Hal böyle olunca, mahkemece genel kredi sözleşmesinde davalının müteselsil kefil olup olmadığı, olduğu kanaatine varılması halinde bankacı bilirkişiden dava konusu kredilerin kullandırıldığı şubeye ait banka kayıtları üzerinde yerinde inceleme yaptırılmak ve davalının istinaf dilekçesindeki itirazları da değerlendirilmek suretiyle dava konusu işlemler nedeniyle yukarıda belirtilen hususlarda rapor alınıp sonucuna göre bir karar verilmesi gerekirken uyuşmazlığın çözümünde etkili olabilecek ölçüde önemli niteliğe sahip deliller toplanmadan eksik inceleme ile yazılı şekilde hüküm kurulmasında isabet görülmemiştir.

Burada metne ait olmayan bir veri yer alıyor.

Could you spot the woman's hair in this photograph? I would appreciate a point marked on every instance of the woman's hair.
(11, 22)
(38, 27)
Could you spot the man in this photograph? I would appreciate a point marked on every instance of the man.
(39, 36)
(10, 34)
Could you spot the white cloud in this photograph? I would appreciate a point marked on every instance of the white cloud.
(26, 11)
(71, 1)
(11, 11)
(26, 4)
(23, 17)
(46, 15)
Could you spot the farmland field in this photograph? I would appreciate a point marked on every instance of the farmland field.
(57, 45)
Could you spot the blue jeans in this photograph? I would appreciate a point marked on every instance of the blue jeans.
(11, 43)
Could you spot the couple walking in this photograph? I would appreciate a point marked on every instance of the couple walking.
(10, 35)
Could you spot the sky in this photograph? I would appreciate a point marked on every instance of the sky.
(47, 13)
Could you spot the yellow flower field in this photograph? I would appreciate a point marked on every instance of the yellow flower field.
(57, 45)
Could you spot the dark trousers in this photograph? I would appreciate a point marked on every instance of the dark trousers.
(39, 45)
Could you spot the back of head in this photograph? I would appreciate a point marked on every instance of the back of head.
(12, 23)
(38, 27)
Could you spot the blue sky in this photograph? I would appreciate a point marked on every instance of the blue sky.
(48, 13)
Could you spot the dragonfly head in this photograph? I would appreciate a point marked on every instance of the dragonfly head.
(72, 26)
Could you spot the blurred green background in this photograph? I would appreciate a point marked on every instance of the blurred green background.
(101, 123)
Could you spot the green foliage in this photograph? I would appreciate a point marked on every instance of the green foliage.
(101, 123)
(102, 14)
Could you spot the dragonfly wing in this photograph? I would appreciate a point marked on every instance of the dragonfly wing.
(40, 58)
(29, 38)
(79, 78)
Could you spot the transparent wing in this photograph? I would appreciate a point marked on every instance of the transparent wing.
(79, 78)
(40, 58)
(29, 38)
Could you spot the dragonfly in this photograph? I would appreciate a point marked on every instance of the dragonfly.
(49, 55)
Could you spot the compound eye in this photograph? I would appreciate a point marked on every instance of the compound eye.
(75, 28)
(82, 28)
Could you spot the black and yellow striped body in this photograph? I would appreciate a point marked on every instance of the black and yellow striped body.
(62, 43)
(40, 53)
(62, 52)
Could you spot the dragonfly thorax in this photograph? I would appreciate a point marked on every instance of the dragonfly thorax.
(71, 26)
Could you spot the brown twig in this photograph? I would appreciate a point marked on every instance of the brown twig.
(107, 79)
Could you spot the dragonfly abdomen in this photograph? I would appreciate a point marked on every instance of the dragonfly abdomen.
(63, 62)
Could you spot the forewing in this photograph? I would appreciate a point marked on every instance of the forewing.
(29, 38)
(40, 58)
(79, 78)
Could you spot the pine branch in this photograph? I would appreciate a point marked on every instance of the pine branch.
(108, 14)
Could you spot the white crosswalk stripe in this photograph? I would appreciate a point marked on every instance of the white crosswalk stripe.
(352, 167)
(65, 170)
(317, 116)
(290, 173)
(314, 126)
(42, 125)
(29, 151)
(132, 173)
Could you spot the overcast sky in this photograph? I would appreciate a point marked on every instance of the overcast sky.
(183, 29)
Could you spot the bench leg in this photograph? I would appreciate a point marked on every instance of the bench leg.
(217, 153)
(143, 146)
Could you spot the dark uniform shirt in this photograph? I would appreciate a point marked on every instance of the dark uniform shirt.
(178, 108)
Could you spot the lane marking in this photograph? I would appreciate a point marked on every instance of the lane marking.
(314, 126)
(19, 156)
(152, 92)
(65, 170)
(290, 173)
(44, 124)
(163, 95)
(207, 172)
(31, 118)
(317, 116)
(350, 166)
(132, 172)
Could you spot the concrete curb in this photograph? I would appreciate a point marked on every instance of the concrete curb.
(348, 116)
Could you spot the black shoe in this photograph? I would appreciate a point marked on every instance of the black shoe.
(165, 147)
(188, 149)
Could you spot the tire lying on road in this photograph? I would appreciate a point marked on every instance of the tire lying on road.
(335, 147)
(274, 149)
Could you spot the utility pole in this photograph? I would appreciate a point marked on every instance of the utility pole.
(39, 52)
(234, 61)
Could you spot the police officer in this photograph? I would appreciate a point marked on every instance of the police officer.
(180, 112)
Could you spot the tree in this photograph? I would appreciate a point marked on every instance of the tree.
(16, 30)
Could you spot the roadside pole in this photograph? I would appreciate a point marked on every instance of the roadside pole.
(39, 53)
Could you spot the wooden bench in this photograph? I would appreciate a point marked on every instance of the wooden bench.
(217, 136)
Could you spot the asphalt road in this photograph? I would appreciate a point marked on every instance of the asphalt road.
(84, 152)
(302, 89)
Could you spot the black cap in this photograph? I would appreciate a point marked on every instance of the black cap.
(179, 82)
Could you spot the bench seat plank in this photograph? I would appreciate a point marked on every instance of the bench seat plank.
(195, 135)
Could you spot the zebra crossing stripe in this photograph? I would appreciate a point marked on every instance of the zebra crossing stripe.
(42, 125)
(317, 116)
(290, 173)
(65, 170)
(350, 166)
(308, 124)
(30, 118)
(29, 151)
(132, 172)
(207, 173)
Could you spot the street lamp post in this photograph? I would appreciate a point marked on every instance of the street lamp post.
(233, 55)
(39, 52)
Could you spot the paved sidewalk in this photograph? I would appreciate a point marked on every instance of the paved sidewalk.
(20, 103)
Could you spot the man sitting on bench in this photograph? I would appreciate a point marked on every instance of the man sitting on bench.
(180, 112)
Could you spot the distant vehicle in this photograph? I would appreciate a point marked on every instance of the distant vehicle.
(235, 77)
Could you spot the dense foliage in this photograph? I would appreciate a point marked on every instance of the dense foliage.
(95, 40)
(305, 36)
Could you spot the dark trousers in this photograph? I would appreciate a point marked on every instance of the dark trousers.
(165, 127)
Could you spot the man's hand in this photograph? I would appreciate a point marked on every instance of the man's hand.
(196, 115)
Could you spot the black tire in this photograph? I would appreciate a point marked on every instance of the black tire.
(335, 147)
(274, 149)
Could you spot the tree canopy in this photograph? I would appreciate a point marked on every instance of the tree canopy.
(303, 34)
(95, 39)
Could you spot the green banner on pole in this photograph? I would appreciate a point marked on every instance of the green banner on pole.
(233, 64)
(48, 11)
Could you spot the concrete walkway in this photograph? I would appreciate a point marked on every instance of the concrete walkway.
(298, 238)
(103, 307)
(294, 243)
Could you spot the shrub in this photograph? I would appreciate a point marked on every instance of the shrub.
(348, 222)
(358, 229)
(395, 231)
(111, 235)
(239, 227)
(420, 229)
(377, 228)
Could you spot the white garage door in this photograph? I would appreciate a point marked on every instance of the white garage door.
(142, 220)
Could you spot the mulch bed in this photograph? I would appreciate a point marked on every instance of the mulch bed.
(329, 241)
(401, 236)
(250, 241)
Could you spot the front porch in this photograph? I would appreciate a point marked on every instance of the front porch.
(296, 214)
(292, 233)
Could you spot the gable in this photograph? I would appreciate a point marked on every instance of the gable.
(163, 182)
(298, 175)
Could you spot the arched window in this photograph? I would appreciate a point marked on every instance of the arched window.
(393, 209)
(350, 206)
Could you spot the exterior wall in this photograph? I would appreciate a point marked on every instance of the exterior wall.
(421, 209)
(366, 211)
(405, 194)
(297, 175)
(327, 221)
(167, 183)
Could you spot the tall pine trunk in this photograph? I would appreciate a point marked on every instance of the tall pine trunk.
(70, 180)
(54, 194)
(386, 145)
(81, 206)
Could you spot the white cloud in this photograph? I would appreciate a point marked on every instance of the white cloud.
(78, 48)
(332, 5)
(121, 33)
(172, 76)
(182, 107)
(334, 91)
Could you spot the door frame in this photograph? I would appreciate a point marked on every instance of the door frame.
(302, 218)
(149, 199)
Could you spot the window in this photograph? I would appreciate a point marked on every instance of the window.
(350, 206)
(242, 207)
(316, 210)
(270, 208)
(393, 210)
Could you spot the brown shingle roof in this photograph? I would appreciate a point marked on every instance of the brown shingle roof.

Hal böyle olunca, ilk derece mahkemesince uyuşmazlığın çözümünde etkili olabilecek ölçüde önemli nitelikte olan delillerin toplanmadığı ve değerlendirilmediği anlaşılmakla 6100 Sayılı HMK’nın 22/07/2020 tarih ve 7751 Sayılı Yasa’nın 35.maddesi ile değişik 353/(1)-a.6.maddesi gereğince dosyanın ilk derece mahkemesine gönderilmesine karar vermek gerekmiş ve takdiren aşağıdaki şekilde hüküm kurulmuştur.
HÜKÜM: Yukarıda Açıklanan Nedenlerle;
1-Davalı vekilinin istinaf başvurusunun 6100 Sayılı HMK’nın 353/(1)-a.6 maddesi gereğince KABULÜNE,
2-Ankara 7. Asliye Ticaret Mahkemesi’nin 11/01/2021 tarih 2020/30 Esas 2021/20 Karar sayılı kararının KALDIRILMASINA,
3-Davanın yeniden görülmesi için dosyanın karar veren ilk derece mahkemesine gönderilmesine,
4-Davalı tarafından yatırılan 1.642,11‬ TL istinaf karar harcının talep halinde davacıya iadesine,
5-Davalı tarafından yapılan istinaf yargılama giderlerinin ilk derece mahkemesince yeniden verilecek kararda dikkate alınmasına,
Dosya üzerinde yapılan inceleme sonucunda HMK’nın 353/(1)-a.6 ve 362/(1)-g.maddeleri uyarıca kesin olmak üzere oy birliği ile karar verildi. 22/06/2023

Başkan- Üye – Üye – Zabıt Katibi –

Bu belge 5070 sayılı Elektronik İmza Kanunu hükümlerine göre UYAP sistemi üzerinden elektronik imza ile imzalanmıştır.